Tuah Madani, Satu tahun lalu
Empat Helai Daun Waru
Tiga helai daun waru
Aku si waru putih
Kau si waru marun dan dia si waru hijau.
Asyik bercengkrama bahagia penuh tawa di atas sana.
Tumbuh pada batang yang sama
Makan dari akar yang sama
Disinari matahari yang sama
Tapi mengapa kita berbeda?
Sementara satu helai waru coklat lusuh terbaring di atas tanah
Pakaiannya compang-camping terkoyak zaman.
Hei anak muda, serunya lirih
Aku dulu cantik putih
Indah marun memesona nya
Hijau bersinar penuh gelora
Ini hanya tentang waktu, Nak.
Dalam sekejap terbawa angin
Genggampun lepas
Terjerembab dalam kepiluan sendiri menunggu mati!
Tuah Madani, Sabtu, akhir tahun lalu.
Empat Helai Daun Waru
Tiga helai daun waru
Aku si waru putih
Kau si waru marun dan dia si waru hijau.
Asyik bercengkrama bahagia penuh tawa di atas sana.

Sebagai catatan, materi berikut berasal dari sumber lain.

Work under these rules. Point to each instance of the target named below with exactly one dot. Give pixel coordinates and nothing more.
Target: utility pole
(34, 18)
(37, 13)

Tumbuh pada batang yang sama
Makan dari akar yang sama
Disinari matahari yang sama
Tapi mengapa kita berbeda?
Sementara satu helai waru coklat lusuh terbaring di atas tanah
Pakaiannya compang-camping terkoyak zaman.
Hei anak muda, serunya lirih
Aku dulu cantik putih
Indah marun memesona nya
Hijau bersinar penuh gelora
Ini hanya tentang waktu, Nak.
Dalam sekejap terbawa angin
Genggampun lepas
Terjerembab dalam kepiluan sendiri menunggu mati!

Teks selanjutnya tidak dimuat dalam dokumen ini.